Nasze całoroczne naprawy, czyli: co znów dłubałem w Ładnej - Strona 4

  
Sortuj wg daty:
rosnąco malejąco
Jak nie, jak tak.
Właśnie chodzę po domu i szukam zbędnych rzeczy które bym sprzedał by mieć kasę na nowe zawieszenie Może swoją Babcię? Świetnie gotuje
  
 
no to jak juz przy zarobkowaniu jestesmy to:
zrobie dziecko na zamowienie, ceny konkurencyjne, dojazd wlasny. Kto potrzebuje?

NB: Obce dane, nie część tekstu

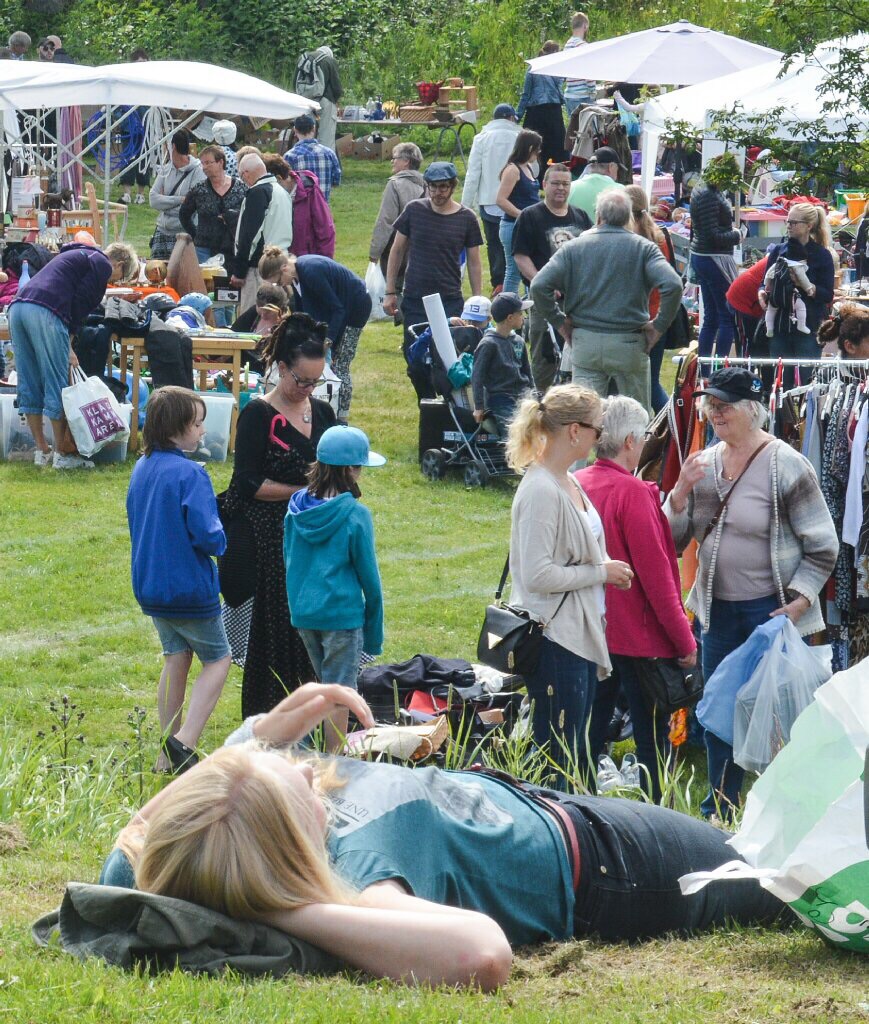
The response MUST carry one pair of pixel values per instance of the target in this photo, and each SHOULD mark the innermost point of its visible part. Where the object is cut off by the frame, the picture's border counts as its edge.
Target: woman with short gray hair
(405, 184)
(647, 621)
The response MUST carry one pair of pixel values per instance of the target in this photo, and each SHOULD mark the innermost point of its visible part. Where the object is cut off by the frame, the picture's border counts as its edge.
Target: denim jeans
(632, 856)
(718, 329)
(650, 731)
(562, 688)
(335, 654)
(41, 344)
(731, 623)
(512, 278)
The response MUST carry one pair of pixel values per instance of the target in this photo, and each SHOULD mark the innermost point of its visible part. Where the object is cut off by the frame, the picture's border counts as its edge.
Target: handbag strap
(503, 584)
(714, 520)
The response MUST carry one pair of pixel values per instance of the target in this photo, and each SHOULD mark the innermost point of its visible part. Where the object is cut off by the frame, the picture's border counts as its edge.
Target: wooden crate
(460, 98)
(417, 112)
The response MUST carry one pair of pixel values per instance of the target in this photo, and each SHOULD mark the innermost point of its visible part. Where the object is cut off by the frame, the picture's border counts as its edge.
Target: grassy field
(71, 628)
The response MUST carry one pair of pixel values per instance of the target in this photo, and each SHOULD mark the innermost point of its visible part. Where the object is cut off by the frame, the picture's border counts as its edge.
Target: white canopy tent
(798, 91)
(681, 53)
(181, 85)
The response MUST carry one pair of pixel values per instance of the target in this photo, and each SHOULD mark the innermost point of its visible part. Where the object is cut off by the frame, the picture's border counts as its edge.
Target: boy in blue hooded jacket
(333, 581)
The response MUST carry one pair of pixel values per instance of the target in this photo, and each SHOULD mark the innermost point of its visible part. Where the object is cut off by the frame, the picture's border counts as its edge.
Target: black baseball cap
(733, 384)
(507, 303)
(606, 155)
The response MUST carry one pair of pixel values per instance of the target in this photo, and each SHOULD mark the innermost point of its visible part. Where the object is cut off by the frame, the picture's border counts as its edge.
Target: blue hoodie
(333, 581)
(174, 528)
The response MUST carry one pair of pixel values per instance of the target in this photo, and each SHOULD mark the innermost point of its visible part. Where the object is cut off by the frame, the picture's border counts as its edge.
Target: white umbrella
(681, 53)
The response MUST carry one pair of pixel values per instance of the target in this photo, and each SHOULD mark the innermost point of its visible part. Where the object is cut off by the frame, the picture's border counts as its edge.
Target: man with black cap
(309, 155)
(600, 175)
(489, 152)
(432, 233)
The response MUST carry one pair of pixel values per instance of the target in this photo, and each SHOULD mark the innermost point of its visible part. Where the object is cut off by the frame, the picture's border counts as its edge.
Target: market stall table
(211, 350)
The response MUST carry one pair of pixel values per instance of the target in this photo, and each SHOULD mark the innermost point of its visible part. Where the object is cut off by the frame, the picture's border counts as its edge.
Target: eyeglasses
(303, 382)
(598, 430)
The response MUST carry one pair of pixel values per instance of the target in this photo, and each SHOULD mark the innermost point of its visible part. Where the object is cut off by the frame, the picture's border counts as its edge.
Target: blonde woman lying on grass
(416, 873)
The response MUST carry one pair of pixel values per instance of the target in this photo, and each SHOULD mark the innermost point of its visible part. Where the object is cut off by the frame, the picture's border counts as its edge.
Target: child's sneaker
(71, 462)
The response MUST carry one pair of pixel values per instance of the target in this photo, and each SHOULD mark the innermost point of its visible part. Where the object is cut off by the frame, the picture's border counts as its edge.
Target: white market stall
(185, 85)
(799, 91)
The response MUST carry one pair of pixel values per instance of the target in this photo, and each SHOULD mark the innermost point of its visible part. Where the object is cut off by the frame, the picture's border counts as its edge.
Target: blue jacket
(332, 294)
(72, 285)
(538, 89)
(333, 581)
(174, 528)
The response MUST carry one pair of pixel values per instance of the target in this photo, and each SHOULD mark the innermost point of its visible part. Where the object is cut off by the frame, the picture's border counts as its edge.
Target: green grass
(71, 627)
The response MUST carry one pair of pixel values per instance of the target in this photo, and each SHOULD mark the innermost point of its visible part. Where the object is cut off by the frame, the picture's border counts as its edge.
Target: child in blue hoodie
(175, 529)
(333, 581)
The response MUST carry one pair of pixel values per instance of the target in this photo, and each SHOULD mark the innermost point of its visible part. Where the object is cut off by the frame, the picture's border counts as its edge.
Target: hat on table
(606, 155)
(507, 303)
(346, 446)
(478, 308)
(440, 170)
(733, 384)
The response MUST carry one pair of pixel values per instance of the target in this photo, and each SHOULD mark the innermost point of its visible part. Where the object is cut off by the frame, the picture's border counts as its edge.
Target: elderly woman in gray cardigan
(769, 551)
(560, 567)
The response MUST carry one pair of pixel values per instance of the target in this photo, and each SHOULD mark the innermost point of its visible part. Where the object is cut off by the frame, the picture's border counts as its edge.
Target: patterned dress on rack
(252, 572)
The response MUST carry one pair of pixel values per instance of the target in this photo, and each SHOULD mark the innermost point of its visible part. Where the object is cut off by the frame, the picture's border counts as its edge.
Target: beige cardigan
(552, 552)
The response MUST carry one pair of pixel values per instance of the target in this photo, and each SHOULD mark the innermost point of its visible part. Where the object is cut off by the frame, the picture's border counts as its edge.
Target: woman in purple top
(43, 317)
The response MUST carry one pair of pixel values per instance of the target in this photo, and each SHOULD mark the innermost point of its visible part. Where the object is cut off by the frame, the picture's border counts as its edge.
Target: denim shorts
(205, 637)
(335, 654)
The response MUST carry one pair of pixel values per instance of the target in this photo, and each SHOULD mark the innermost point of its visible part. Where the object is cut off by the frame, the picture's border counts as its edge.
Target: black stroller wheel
(433, 465)
(476, 475)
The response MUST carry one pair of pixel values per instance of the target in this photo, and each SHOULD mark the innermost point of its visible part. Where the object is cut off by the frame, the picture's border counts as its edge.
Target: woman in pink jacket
(648, 620)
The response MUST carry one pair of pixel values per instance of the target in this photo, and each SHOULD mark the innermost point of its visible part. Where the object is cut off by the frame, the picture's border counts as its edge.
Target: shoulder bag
(510, 639)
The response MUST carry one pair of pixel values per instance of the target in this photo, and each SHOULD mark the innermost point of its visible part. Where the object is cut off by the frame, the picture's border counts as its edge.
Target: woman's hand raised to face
(306, 708)
(693, 470)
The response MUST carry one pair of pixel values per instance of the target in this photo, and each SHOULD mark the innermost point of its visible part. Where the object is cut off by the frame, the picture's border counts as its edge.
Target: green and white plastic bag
(804, 832)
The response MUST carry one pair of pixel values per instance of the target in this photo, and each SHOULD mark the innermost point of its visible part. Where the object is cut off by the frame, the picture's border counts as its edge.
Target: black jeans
(632, 856)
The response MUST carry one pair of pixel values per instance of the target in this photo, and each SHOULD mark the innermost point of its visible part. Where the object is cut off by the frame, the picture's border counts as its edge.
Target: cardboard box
(364, 148)
(344, 145)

jesli ktos ma kotke, to oferuje jurnego persa w roli buhaja rozplodowego. ceny - jw.

moge tez co rano prawic komplementy 13-zgloskowcem....
jakies innne propozycje?
  
 
Chciałbym tylko skromnie zauważyc moje wielkie zadowolenie z tego, że kolega adasco sie loguje. - dobrze cie widziec
  
 
No to "ładnie my tu opony na letnie jakieś remonciki małe wiosenne szaleństwa a w Białymstoku śnieg taki że jak będe od kompa odhodził to za łopate trzeba sięgać żeby dokopać się do mojego KARAWANA.
  
 
Wkurzony jestem juz na tą zimę))U nas nie ma duż sniegu ale jest zimno jak cholera brrrr.A ja sie zabralem za poprawki lakieru. Ma nadzieję,ze ni poodpada od razu tylko...po zlocie
 
 
Logujem siem, ale tylko z domu.
z roboty wciaz bede anonimowy...
ale lepsze to, niz nic....
adasco
 
 
Na przeglądzie okazało się, że musze jeszcze wymienić:
2 cylinderki przód,
2 sworznie wachacza przód,
ale przegląd jest .
Amortyzatory: 68, 70, 69, 71% .
Ponadto Pawle muszę się pochwalić - posiadam oryginalną puszeczkę farby do mojej Samary, nie zaschła .
Krajnik
  
 
Własnie przyjechałem.Zmieniłem wahacz dolny,przegub górny i dolny wahacza.
Wahacz 50 zł
przeguby po 40 zł za sztukę
Robocizna 60 zł.Zbiezności itp nic nie kazali ustawiać bo powiedzieli że wahacz to punkty stałe.Narazie wiec będe tak jeździł i jak zmienię na letnie to ustawię dla własnej satysfakcji.
Pzdr Grzesiek
  
 
No i stało się dzisiaj kupiłem piękne nowe sprężynki i amorki, moze ktoś wie ile zwojów powinna mieć sprężyna zawieszenia tylna do kombi??Nie wiem czy gość nie wcisnął mi od sedana, a nie chciał bym się przekonać ze to nie te jak juz wyciągne te stare z autka, przy okazji kupiłem tez olej i filtry wymienie wszystko kompleksowo hihiihi,
a na przyszły tydzień zostawiam sobie wspornik drążków i pompe wody do zrobienia.
Pozdrawiam
PRYMI
  
 
Grzesiek - po wyjeciu wahacza o ile sie orientuje zbieznosc sie nie zmienia, za to leca katy pochylenia kol.
  
 
No to witam wszystkich.właśnie godzinke temu wruciłem od mechanika i co lrzejszy o 260zł. Ale mam to co chciałem czyli:
- nowy wspornik
- pompa sprzęgła
- linka hamulca ręcznego
- cylinderki
- przewody + trujnik
- łożysko tylnej półosi
-wymiana płynu ham. i sprzę.
teraz śmiało mogę jechać na przegląd to już niedługo.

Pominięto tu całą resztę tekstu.